Here are five top tips from Alix Fox on how to add a stroke of genius to your next masturbation session:
SHARPEN YOUR SENSORY AWARENESS WITH ‘SENSATE FOCUS’
This practice encourages you to get into the habit of noting and savouring even the most delicate everyday pleasurable feelings, and helps you become more aware of your whole body’s capacity to thrill you…because joy doesn’t only stem from the genitals! For instance, in the shower, pay attention to how the droplets of water feel everywhere from your scalp to your toes; give yourself a mini massage as you dry off with your towel; and take a moment to really enjoy the scent of your daily cup of coffee. Noticing more gives you more to play with and lean into.

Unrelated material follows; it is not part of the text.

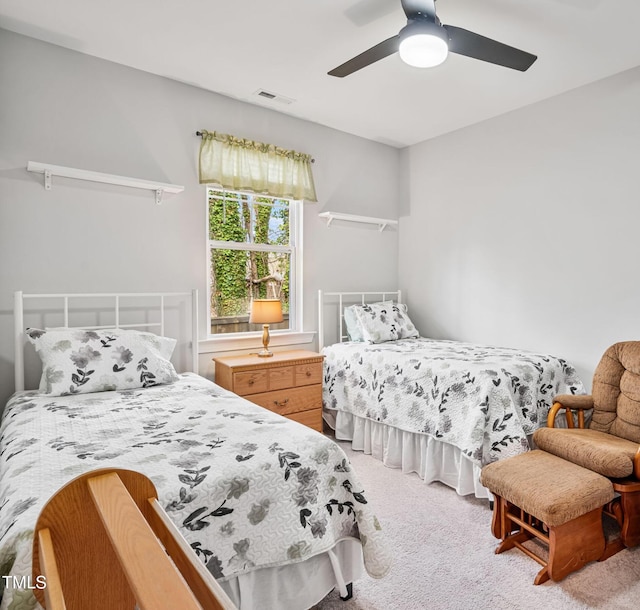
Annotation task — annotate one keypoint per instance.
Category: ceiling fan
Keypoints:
(424, 42)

OPEN THE DOOR OF YOUR IMAGINATION
Lean your back against a door as you stroke yourself, and imagine someone on the other side, doing the same… If you’re at a stage in dating where you feel confident sexting someone, then this is a great scenario to enact and describe together on the phone.
TRY SOME SELF-REFLECTION
Masturbating in front of a mirror can be great for building positive self-image, as if you look at your bod when it’s making you feel good, you’re more likely to feel good about what you see. Use lockdown to become a better buddy to your body.
SWITCH YOUR D.I.Y. FROM P.M. TO A.M.
Lots of people save their do-it-yourself delight time for night-time, but there’s something about treating yourself to a personal passion session when you wake that really sets you up for a great day! I like to add a mild exhibitionist edge by opening my bedroom window but keeping the blinds drawn, so I can feel the breeze and hear the world coming to life as I come… GOOD MORNING.
MOVE YOUR HIPS, NOT YOUR HANDS
Try thrusting and grinding onto your hand (or a toy), moving your pelvis rather than your palm. A simple change, but an impactful one. I like to move in time to music and have been building a brand new ‘Playtime Playlist’ after I realised that a lot of my go-to sexy time tracks had associations with old relationships and experiences.”